Rare breeds face much the same problems but get to the point of no return just that much quicker, some even start there. Health testing as in the above example (the doberman isn't even considered a rare breed as such) is not "responsible breeding" either. It's not "saving" the breed. For your breed I would be more concerned with the inbreeding coefficient than health testing simply because by definition of "rare-breed" you don't have the numbers to exclude any of the dogs in the gene pool even those with debilitating genetic diseases. You can't assume that dogs from different lines or even different countries are less related than your own dogs. All the health testing in the world is not going to increase that gene pool. You will just find more and more diseases appearing. In so far as a breed should be "saved" it can be. Its just a matter of will.
There is definitely a place for health testing but particularly DNA profiling, if nothing else just to find out how much of genetic bottle neck your breed is in, so you can discover if there are any unrelated dogs to breed to. However it's not the panacea most show breeders suddenly have jumped onto the band wagon for. It's simply not the solution to many many breeds problems.

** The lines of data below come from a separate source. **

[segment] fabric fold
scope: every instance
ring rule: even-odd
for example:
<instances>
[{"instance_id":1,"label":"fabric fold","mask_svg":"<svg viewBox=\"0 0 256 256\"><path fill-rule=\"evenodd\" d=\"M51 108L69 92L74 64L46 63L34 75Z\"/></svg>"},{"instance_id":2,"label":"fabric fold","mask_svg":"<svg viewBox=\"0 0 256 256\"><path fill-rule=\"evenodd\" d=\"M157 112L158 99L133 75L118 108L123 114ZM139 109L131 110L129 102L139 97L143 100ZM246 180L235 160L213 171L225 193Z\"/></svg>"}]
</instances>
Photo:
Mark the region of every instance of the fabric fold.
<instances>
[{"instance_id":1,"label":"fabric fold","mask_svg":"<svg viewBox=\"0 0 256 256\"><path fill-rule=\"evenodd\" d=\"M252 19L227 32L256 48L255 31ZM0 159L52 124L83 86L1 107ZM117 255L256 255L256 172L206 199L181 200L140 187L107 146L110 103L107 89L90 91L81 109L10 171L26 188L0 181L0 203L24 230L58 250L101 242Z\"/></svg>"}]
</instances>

It's also thus not the automatic guarantee of a "responsible" breeder by any means.
Short of waffling endlessly on I leave you with a link and a quote to a very readable Q and A on the subject.
"The key to managing recessive mutations in any population is keeping them rare, so adding animals to the population that share many of the same mutations is asking for trouble in a very short time. Also, incorporating new genetic material into the breed requires a well-designed strategy worked out for at least four to five generations. A single crossbreeding (to a different breed) followed by sequential backcrossing into the breed will remove most of the genetic diversity you were hoping to introduce. You definitely need to start with a carefully designed plan. Without the tools of a geneticists at your disposal and short of becoming one yourself you risk waisting what for most pedigree dogs is a critical amount of time."
So yes you are perfectly right "anything on four legs" won't necessarily work. But without something entirely different on those four legs you can't solve anything either.
And don't you just hate it when rare breeds are marketed as such as though this were a plus instead of a big red flag in your face.